Sensibiliser les femmes au dépistage du cancer du sein

lundi 20 novembre 2017
Image : 

Chaque année, le mois d’octobre est consacré à la sensibilisation au cancer du sein. Plusieurs initiatives publiques et privées soutiennent la cause afin d’attirer une plus grande attention sur la maladie, de favoriser la prise de conscience et d’accroître le soutien au dépistage précoce. Le Québec, à l’instar des autres provinces canadiennes et de nombreux pays, s’est doté d’un programme organisé de dépistage du cancer du sein par mammographie, le Programme québécois de dépistage du cancer du sein (PQDCS), pour favoriser la détection précoce.
Dans le but de réduire le taux de mortalité d’au moins 25 %, le taux de participation des femmes âgées de 50 à 69 ans doit être de 70 % et plus. La Capitale-Nationale a atteint cet objectif depuis 2008 ; par contre, certains milieux et territoires de la région sont bien en dessous de la cible.

Quelques statistiques

  • Le cancer du sein est le type de cancer le plus fréquent chez la femme. Dans la Capitale-Nationale, il est la deuxième cause de décès par cancer et représente 15 % des décès par cancer chez la femme.
  • Le nombre de nouveaux cas de cancer du sein est en hausse et continuera d’augmenter au cours des prochaines années en raison du vieillissement de la population. Par contre, le taux de mortalité est en diminution.
  • Pour la région, le taux de participation au programme dans les milieux défavorisés est de 13 % inférieur à celui dans les milieux favorisés.
  • Le taux de participation varie de 57 % à 75 % selon les territoires de CLSC de la Capitale-Nationale.

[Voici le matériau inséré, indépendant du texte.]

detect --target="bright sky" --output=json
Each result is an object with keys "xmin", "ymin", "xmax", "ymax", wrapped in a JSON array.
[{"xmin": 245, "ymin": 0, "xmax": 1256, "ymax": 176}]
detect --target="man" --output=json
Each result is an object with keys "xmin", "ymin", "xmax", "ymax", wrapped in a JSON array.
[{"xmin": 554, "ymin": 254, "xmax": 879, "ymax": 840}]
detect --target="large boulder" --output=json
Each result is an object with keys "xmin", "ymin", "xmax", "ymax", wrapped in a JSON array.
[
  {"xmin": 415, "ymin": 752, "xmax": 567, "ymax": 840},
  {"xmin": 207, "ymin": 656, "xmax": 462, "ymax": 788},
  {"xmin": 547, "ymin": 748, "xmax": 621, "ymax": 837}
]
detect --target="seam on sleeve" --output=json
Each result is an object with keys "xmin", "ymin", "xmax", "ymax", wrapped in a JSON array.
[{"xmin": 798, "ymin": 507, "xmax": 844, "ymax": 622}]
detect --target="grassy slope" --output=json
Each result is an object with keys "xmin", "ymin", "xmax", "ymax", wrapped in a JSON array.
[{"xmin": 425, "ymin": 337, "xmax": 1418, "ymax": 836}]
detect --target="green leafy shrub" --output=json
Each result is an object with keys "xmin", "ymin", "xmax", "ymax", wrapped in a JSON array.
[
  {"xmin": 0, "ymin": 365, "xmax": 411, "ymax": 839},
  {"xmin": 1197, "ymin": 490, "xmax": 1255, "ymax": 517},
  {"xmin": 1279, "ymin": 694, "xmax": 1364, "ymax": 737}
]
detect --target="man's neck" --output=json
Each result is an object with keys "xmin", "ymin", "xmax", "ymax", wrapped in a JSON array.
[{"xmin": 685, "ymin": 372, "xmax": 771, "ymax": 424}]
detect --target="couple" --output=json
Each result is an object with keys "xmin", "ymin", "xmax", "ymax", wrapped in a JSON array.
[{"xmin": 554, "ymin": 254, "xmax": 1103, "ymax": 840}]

Interventions en santé publique

La Direction de santé publique met de l’avant des stratégies afin de sensibiliser les femmes au dépistage du cancer du sein. Certaines visent à mieux outiller les médecins et les infirmières (formation, communiqués, outils d’aide à la pratique, etc.) alors que d’autres s’adressent directement aux femmes. Par l’intermédiaire d’animatrices présentes dans les réseaux locaux de services du CIUSSS de la Capitale-Nationale, des groupes de femmes reçoivent une information vulgarisée sur le PQDCS et l’importance de prendre soin de leurs seins sans que soient abordées des questions d’ordre médical; voici des exemples :

  • Dans Portneuf, les animatrices ont mis en place le Programme partenariat avec les organismes communautaires œuvrant auprès des femmes vulnérables afin de créer un lien entre ces femmes et le PQDCS.
  • Dans Charlevoix, les animatrices ont fondé le Réseau des alliées. Il regroupe des femmes issues de divers milieux professionnels qui s’engagent à parler de la santé des seins aux femmes de leur entourage (amies, collègues, etc.).
  • Dans Québec-Nord et Québec-Sud, l’animatrice concentre ses activités auprès des femmes qui connaissent des conditions socioéconomiques désavantageuses et se déplace dans les milieux communautaires qu’elles fréquentent.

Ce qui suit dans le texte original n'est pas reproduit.